IL-6, E-selectin, and NT-proBNP have different biological functions and perhaps different roles in patients with ACS. As such, we reasoned that increases of any 2 of these 3 biomarkers might represent a pathological condition. Thus as a pre hoc decision, individuals were classified as positive by the panel test if any 2 of the 3 biomarkers in this panel had increased concentrations (i.e., above the cutoffs). The sensitivity for detecting myocardial necrosis (as determined by the peak cTnI >0.04 μg/l in the 205 cohort) was determined using only the early specimen based on either cTn or the panel test alone, or the combination of both tests.

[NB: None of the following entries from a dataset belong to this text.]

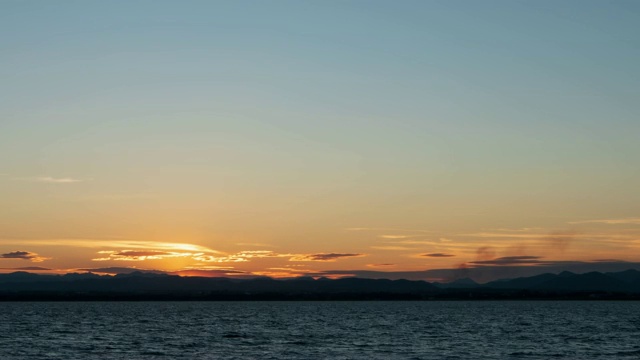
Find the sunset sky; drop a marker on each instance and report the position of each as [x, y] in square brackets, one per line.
[328, 138]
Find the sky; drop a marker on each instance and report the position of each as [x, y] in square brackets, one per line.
[414, 139]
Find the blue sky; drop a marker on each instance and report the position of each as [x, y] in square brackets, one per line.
[286, 122]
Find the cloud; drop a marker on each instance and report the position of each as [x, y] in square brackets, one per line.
[437, 255]
[381, 265]
[323, 256]
[140, 255]
[485, 273]
[241, 256]
[635, 221]
[23, 255]
[118, 270]
[389, 229]
[53, 180]
[392, 248]
[212, 273]
[510, 260]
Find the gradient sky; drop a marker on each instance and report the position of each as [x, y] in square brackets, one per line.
[297, 137]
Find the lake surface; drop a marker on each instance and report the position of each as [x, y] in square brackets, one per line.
[320, 330]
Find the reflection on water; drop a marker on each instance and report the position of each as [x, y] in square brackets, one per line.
[315, 330]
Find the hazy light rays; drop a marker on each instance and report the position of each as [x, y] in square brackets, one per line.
[52, 180]
[623, 221]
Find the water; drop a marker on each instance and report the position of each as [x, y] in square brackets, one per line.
[320, 330]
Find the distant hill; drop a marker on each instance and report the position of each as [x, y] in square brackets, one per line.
[159, 286]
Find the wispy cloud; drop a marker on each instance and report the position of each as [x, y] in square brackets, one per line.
[389, 229]
[511, 260]
[324, 256]
[23, 255]
[52, 180]
[393, 248]
[635, 221]
[140, 255]
[437, 255]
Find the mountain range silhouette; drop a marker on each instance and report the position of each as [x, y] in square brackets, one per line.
[158, 286]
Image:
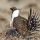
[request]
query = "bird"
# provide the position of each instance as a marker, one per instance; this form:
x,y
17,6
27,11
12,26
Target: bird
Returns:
x,y
15,13
18,22
33,21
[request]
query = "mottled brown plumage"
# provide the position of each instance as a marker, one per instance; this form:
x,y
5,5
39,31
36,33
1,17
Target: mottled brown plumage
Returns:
x,y
20,24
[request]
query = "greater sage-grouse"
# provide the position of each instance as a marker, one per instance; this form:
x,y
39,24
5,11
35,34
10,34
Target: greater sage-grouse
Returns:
x,y
19,24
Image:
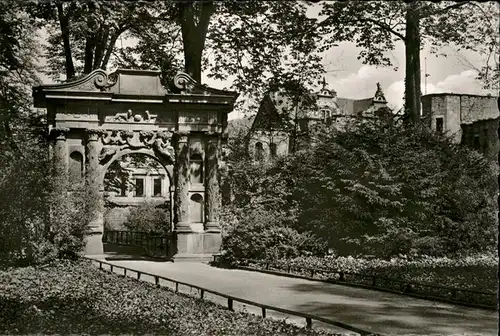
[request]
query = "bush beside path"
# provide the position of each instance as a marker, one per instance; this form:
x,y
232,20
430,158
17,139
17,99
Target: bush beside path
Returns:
x,y
475,272
73,297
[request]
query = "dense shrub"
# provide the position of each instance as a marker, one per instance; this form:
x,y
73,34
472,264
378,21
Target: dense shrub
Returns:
x,y
38,220
76,298
375,188
148,217
382,189
261,234
474,272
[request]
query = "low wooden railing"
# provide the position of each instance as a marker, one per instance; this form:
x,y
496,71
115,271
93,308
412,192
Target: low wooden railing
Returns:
x,y
154,244
429,291
231,299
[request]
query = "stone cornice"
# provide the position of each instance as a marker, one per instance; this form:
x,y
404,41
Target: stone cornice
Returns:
x,y
133,86
59,133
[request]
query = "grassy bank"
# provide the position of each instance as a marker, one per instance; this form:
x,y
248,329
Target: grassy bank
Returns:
x,y
76,298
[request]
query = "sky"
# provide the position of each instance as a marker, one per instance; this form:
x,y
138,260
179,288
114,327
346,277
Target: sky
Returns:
x,y
352,79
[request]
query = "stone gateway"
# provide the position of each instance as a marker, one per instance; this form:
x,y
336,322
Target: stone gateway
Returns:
x,y
97,119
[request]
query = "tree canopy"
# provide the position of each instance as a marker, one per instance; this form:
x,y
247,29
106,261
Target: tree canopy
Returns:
x,y
376,27
250,41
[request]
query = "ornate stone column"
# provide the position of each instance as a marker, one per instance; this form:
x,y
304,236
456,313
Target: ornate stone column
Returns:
x,y
212,189
181,177
92,180
60,154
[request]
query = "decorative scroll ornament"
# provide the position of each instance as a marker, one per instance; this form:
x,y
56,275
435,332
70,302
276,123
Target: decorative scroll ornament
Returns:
x,y
103,81
184,82
129,116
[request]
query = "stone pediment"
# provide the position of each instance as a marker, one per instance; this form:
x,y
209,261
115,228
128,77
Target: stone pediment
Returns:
x,y
99,85
184,84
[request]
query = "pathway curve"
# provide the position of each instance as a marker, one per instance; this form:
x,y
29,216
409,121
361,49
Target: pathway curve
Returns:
x,y
379,312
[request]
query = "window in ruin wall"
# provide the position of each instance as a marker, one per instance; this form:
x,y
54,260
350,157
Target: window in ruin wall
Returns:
x,y
196,208
157,187
139,187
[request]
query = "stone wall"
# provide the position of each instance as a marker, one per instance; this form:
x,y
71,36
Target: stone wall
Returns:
x,y
457,110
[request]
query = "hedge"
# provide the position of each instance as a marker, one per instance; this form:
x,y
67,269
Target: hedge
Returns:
x,y
73,297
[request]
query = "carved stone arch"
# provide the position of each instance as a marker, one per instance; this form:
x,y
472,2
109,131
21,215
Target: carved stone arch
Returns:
x,y
168,166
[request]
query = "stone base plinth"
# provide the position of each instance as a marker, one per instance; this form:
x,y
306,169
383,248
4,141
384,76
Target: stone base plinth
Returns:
x,y
196,246
94,244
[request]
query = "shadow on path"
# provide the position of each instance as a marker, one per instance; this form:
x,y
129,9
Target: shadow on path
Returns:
x,y
381,312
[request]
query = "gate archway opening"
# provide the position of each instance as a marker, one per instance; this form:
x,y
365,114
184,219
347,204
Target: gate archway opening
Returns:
x,y
101,117
138,194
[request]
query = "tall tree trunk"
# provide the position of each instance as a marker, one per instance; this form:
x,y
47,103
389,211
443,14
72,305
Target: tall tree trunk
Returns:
x,y
412,49
64,24
194,34
109,48
89,54
100,48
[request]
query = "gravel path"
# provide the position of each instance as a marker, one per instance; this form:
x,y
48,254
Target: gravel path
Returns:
x,y
379,312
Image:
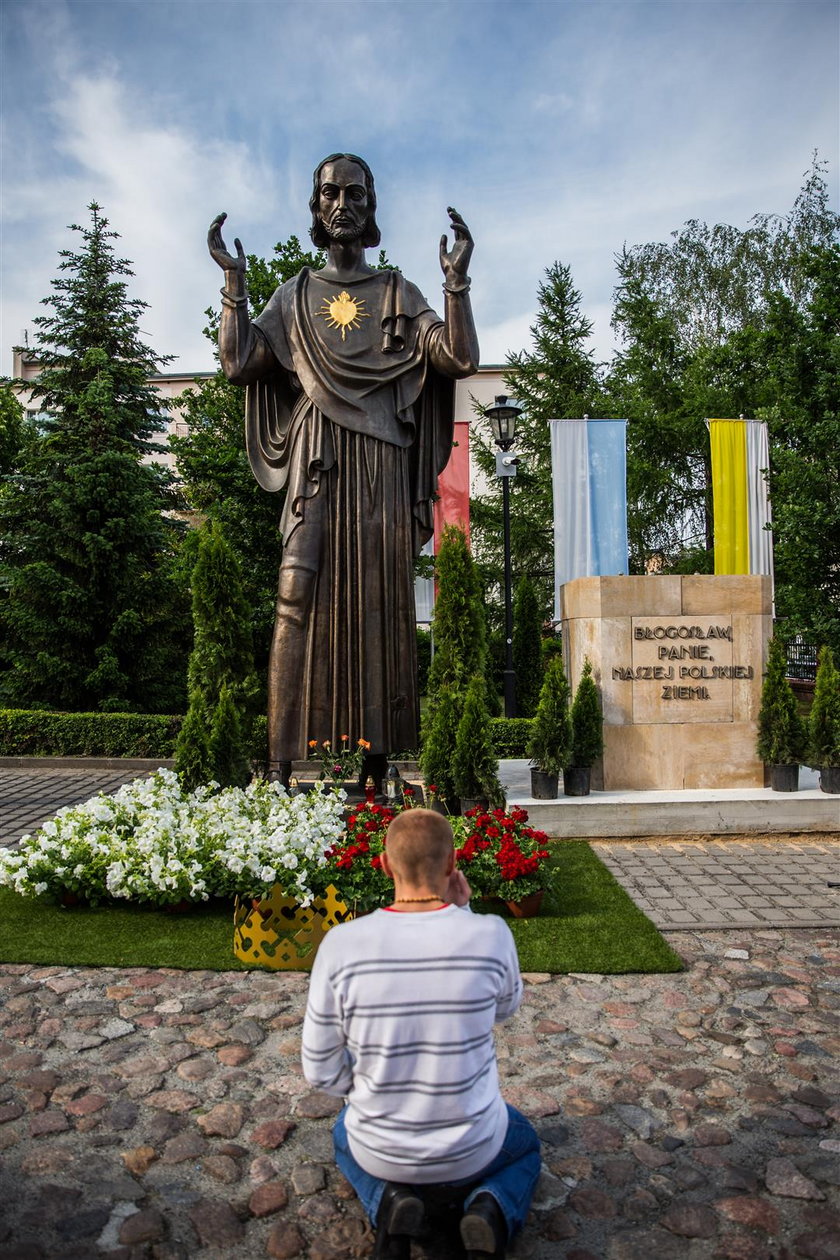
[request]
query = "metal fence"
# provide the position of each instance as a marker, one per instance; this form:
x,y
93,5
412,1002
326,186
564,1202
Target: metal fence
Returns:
x,y
801,659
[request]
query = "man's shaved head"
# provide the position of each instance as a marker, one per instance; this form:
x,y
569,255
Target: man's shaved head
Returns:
x,y
420,846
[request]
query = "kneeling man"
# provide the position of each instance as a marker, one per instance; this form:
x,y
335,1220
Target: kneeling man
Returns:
x,y
399,1022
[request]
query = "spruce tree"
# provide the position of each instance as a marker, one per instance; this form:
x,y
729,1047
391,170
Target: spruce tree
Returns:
x,y
557,378
90,616
528,648
215,735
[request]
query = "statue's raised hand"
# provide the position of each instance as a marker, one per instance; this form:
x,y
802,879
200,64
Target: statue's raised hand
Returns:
x,y
455,261
219,251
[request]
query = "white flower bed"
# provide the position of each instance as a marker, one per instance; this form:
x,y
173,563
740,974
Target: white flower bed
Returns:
x,y
153,842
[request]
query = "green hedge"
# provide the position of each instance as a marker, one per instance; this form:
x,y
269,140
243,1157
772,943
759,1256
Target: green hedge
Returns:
x,y
38,733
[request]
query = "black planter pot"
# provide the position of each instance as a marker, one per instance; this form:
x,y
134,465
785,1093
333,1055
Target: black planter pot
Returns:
x,y
544,786
576,780
785,778
830,779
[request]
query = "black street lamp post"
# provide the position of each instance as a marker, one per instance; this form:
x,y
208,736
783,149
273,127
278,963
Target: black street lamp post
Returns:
x,y
503,421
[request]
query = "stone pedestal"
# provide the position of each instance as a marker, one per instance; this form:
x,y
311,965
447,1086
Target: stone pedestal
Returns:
x,y
679,663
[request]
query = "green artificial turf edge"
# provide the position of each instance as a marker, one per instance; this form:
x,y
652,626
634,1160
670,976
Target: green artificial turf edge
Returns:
x,y
588,924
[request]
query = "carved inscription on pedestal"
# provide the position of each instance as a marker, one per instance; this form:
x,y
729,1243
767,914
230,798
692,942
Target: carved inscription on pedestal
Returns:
x,y
681,669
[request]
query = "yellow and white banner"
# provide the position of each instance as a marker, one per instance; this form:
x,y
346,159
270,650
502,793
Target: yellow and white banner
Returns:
x,y
739,456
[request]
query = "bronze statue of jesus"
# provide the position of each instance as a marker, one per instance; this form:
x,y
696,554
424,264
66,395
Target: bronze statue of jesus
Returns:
x,y
349,398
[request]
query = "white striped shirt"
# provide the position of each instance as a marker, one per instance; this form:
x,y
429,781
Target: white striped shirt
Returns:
x,y
399,1021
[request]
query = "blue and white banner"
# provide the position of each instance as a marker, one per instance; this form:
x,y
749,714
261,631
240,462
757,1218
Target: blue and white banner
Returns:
x,y
590,489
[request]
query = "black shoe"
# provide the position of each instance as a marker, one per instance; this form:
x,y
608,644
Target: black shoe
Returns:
x,y
399,1220
482,1229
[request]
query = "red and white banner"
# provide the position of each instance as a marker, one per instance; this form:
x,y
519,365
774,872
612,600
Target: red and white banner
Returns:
x,y
452,507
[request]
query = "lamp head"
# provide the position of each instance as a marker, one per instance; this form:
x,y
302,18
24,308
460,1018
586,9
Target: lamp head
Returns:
x,y
503,416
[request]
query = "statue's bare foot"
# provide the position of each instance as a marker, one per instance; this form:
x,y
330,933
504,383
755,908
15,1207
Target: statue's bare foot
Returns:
x,y
280,773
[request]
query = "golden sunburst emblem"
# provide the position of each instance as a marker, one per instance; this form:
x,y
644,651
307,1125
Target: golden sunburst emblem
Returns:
x,y
344,313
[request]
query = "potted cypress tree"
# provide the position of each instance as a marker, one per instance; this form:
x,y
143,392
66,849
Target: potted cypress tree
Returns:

2.4. Health outcome analysis based on panel test

Research ethics board approval was obtained for this study and all analyses were performed using SAS version 9.1.3 and GraphPad Prism ver. 5.00. In the 205 subjects evaluated using the panel, health outcomes were determined from the Registered Persons Data Base (RPDB) for mortality outcomes and the Canadian Institute for Health Information Discharge Abstract Database (CIHI-DAD) for hospital discharges associated with MI and HF. Both the RPDB and CIHI-DAD (i.e., administrative databases) have been reported to be highly accurate in identifying these endpoints [24,25]. Based on the death date and earliest subsequent readmission for MI and HF, indicators were created to reflect whether or not an event (death, MI, or HF readmission) occurred within 8-year post-presentation (patients who died without previous MI or HF readmission, follow-up were censored at the date of death).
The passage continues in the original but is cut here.